Proteomic Signatures of Adiposity in Middle-Aged Adults: The Atherosclerosis Risk in Communities (ARIC) Study

Background: Excess adiposity is linked to adverse cardiovascular outcomes via direct and indirect effects on metabolic pathways. There is limited large-scale data assessing proteomic signatures of adiposity. Methods: We quantified 4,955 plasma proteins using SomaLogic v4.0 in stored plasma samples of 9,940 ARIC Visit 2 participants (1990-92, mean age: 57±6 years, 55% women, 22% Black adults, 28% with obesity). We used linear regression and Bonferroni-corrected p-values to identify proteins associated with body mass index (BMI) in 2/3 discovery and 1/3 validation samples.
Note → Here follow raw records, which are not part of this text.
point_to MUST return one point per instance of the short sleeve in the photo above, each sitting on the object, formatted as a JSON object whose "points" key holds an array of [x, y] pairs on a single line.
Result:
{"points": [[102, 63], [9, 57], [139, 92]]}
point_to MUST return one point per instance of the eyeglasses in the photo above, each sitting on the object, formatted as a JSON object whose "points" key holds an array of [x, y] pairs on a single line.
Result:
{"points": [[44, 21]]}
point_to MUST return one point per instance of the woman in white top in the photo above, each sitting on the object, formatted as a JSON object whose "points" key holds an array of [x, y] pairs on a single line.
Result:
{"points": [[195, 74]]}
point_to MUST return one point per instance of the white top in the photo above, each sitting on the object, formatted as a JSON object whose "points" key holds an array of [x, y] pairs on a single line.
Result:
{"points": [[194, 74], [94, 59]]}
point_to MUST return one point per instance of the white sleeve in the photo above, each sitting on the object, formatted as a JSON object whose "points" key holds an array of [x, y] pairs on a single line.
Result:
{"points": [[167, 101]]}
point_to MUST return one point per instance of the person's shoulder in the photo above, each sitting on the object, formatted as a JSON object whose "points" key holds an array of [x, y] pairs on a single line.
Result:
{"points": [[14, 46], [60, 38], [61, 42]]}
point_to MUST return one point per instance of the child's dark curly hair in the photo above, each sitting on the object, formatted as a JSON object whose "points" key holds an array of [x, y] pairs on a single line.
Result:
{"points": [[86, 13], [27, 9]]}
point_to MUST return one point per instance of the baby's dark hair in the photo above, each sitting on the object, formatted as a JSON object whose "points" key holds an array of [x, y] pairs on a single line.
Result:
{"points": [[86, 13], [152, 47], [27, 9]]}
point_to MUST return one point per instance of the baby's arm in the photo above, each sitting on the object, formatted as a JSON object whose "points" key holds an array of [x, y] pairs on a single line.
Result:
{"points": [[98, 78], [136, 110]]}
We performed additional analyses to assess key pathways associated with obesity. Results: In the discovery sample (28% with obesity), after adjusting for age, sex, race-center, eGFR, 1,312 proteins were significantly associated with BMI. After further adjustments for clinical and lifestyle risk factors (Figure), 975 proteins were significantly associated with BMI (p<10 -5 ). There were 713 proteins confirmed in the validation sample (p<0.05/975). Among the confirmed proteins, there were >500 proteins that did not have previously described BMI associations in population studies (including serine protease HTRA1, seizure 6-like protein) as well as proteins with known BMI associations (including leptin, fatty acid binding proteins, insulin-like growth factor-binding proteins). Acute phase response, atherosclerosis signaling, hepatic fibrosis, pancreatic cancer and lipid metabolism were among the top biological pathways overrepresented by the proteins associated with BMI (Figure). The upstream regulators of these proteins included interleukins (IL-17A, IL-13, IL-4), as well as tumor necrosis factor (TNF), which was activated. Conclusion: We discovered several novel proteins associated with adiposity and confirmed previously identified proteins. Alteration in the plasma proteome related to adiposity is linked to differential regulation of inflammatory and metabolic pathways independent of cardiovascular risk mediators.